Denon has a long tradition of high-end products that set a new direction for mainstream manufacturers to follow. The DVD-2910 set the standard for upscaling DVD players such as Samsung's DVD-HD850 and Toshiba's SD-350E, while the D-M35DAB showed how to do quality digital radio properly. These products are high quality, premium items that aren't bettered by their cheaper counterparts. In an industry that's preoccupied with lowering price, Denon's products can still be good value if you want the products you buy to last.
The S-101 isn't going to damage Denon's stellar reputation. It's more expensive than most 5.1 systems, but this 2.1 DVD system has speakers and features that are good enough to merit the extra investment. The big selling point is its direct iPod integration -- plug anything but a Shuffle in, and the Denon system will hijack the device to play music and photos. With a system that's as stylish and powerful as this, the two products go hand in hand.
The Denon system is gorgeous, with plenty of small touches that you'll want to show off to your friends. Press the Play button and the button itself lights up and then gently fades out, for example. The main DVD player is relatively small, sitting above the table on four rubberised feet. The two speakers must be screwed into stands as they don't stand up on their own, and the subwoofer is large and heavy. The whole package is finished in a silver plastic -- smooth to the touch and likely to go well with most flat-screen displays.

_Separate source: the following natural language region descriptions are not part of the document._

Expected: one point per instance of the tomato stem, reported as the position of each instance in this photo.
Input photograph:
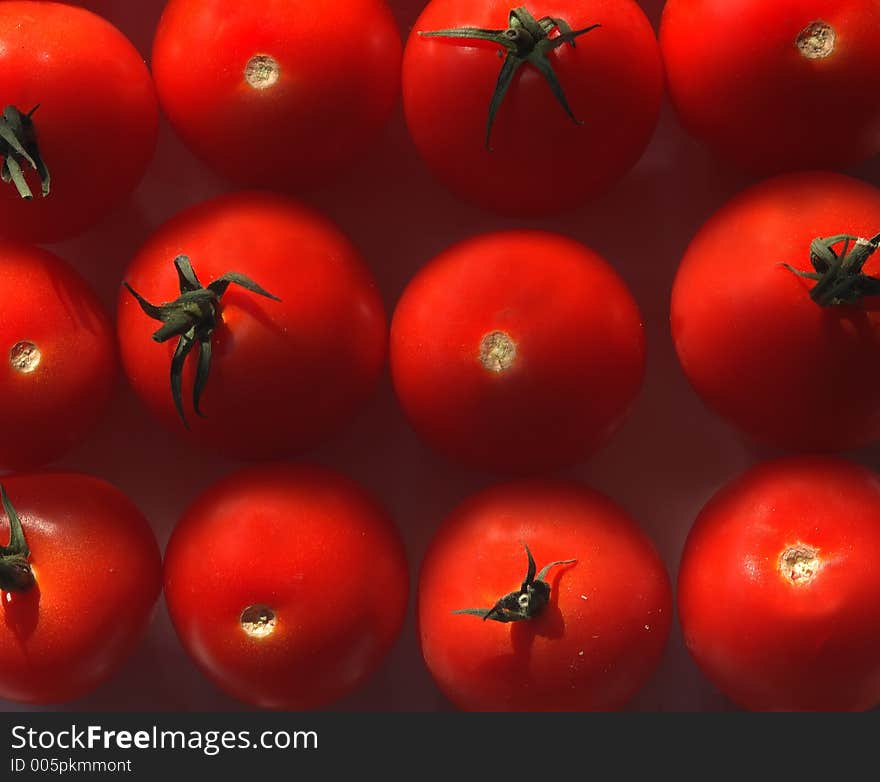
(192, 318)
(18, 147)
(526, 39)
(527, 602)
(838, 275)
(16, 574)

The system ties together beautifully -- apart from a little sweat lifting the subwoofer, we had it set up in under five minutes. Speaker setup can sometimes be fiddly, but the included cables are colour-coded and slot together without needing to tie bared wires around terminals. The subwoofer itself acts as the central amplifier as well as a central hub for connectivity. The power cable goes into the subwoofer and then ties umbilically to the DVD player link-up via a proprietary Denon connector. The two speakers are coded red and white and lead from the sub, which is a nice way of keeping most of the cables out of sight.
AV connectivity is surprisingly good for such a small player. The back of the DVD unit has RGB Scart and component video outputs, which are the best options if you're using a CRT and flat screen, respectively. There are also S-video and composite outputs for sending video to a display, plus a digital optical output on the audio side. There's also a stupidly generous array of video inputs, with two S-video and composite connections and two digital coaxial, plus an optical audio input. This means you can run a games console through the Denon if you've run out of inputs on your TV.
The remote control also deserves mention for being remarkably simple to use. It's the first time we've seen the advanced functionality buttons hidden on the rear of the remote behind a flap. Key buttons on the remote glow in the dark, which is perfect for home cinema use, plus it can control your TV and cable box. It's the classiest remote we've seen for some time.